Final answer:
To estimate the population mean weight of avocados with a 90% confidence interval, we determine the sample mean and standard deviation, find the critical t-value, calculate the margin of error, and construct the confidence interval, interpreting it to mean that there's a 90% confidence the true mean lies within the interval.
Step-by-step explanation:
To estimate the population mean weight of avocados with a 90% confidence interval we first need to calculate the sample mean and sample standard deviation. Then, we use the t-distribution since the population standard deviation is unknown.
Sample Mean and Standard Deviation
The sample mean (´X) is the sum of all sample weights divided by the number of avocados, which is:
´X = (153 + 161 + 149 + 155 + 158 + 144 + 152 + 148 + 145 + 152 + 159 + 147) / 12
To calculate the sample standard deviation (s), we use the formula for s = sqrt(Σ(xi - ´X)² / (n-1)), where xi is a sample value, and n is the sample size.
Test Statistic (t)
For a 90% confidence interval, we will need to look up the critical t-value corresponding to our confidence level and degrees of freedom (n-1).
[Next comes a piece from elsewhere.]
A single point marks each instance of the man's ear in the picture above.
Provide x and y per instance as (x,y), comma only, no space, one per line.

Error Bound for Population Mean (EBM)
EBM = t * (s / sqrt(n)) which provides the margin of error for our confidence interval.
Confidence Interval
The confidence interval is calculated by taking the sample mean and adding and subtracting the EBM from it. This gives us the lower and upper bounds of the interval.
Interpretation
An interpretation of the confidence interval would be: "Based on the sample, we are 90% confident that the true population mean weight of avocados falls within the calculated interval."